Iomega ships the drive with two CDs of Mac and PC software; how much you get out of your drive depends on how you want to use it. You can collect, edit, arrange, and share photos using Adobe ActiveShare 2 (for PC) or MGI PhotoSuite (for Mac). MusicMatch Jukebox, for finding and playing digital music, works on both platforms. However, Iomega Backup 4.1, the included backup utility, is for PC only. Iomega also includes Quik Sync 2, a more advanced backup utility, that works with both Macs and PCs, but it's a 30-day teaser version (it takes $20 more to get the full version).

Medium fast
A performance gain is not among this new drive's list of virtues. In CNET Labs' tests, the Zip 250 USB Powered drive's write speed was just shy of 700K per second, about 4 percent slower than the 250MB USB Zip with an external power supply. The two models tied on read scores, at 820K per second. Neither USB model, however, can keep up with an internal Zip 250 drive and its ATAPI connection. In CNET's tests, the internal Zip drive reads more than twice as fast as, and writes about 20 percent faster than, the USB Zips.

Extensive support
Iomega backs the drive with a one-year warranty, but the disks are guaranteed for five, and tech support for the drive is substantial. Iomega provides toll-free tech support from 6 a.m. to 9 p.m. weekdays and 7 a.m. to 2 p.m. Saturdays MT. You can also go to Iomega's Web site for self-serve support, including a searchable knowledgebase that uses the Ask Jeeves engine, a long list of FAQs, support forums where technicians are supposed to answer questions posed by customers (although all the answers seemed to have come from other Zip owners), and direct e-mail to technicians.

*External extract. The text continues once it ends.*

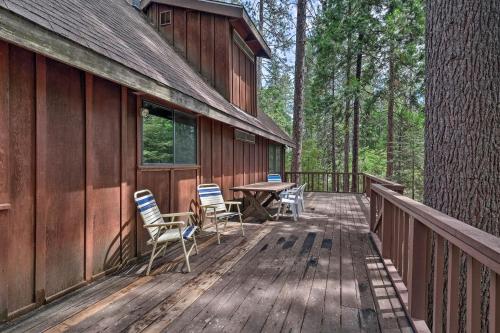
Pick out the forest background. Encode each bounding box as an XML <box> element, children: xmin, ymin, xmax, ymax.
<box><xmin>231</xmin><ymin>0</ymin><xmax>425</xmax><ymax>201</ymax></box>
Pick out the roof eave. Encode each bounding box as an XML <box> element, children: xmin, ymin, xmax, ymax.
<box><xmin>0</xmin><ymin>7</ymin><xmax>290</xmax><ymax>145</ymax></box>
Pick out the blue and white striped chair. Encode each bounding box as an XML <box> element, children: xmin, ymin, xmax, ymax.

Zip drives are nothing fancy, but for backing up or putting large files on cheap, portable media, they do the trick. The USB-powered model is slower than an internal IDE Zip, but it's easier to carry and use wherever you go than were previous external USB Zips. If you want to overcome that last hang-up that keeps you from backing up or if you simply need something that makes it easy to share disks, the new model's ease of use and affordable price make it a good choice.

For the most part, the two external USB Zip drives were neck and neck, but they were no match for the internal Zip Drive's superior read and write speeds.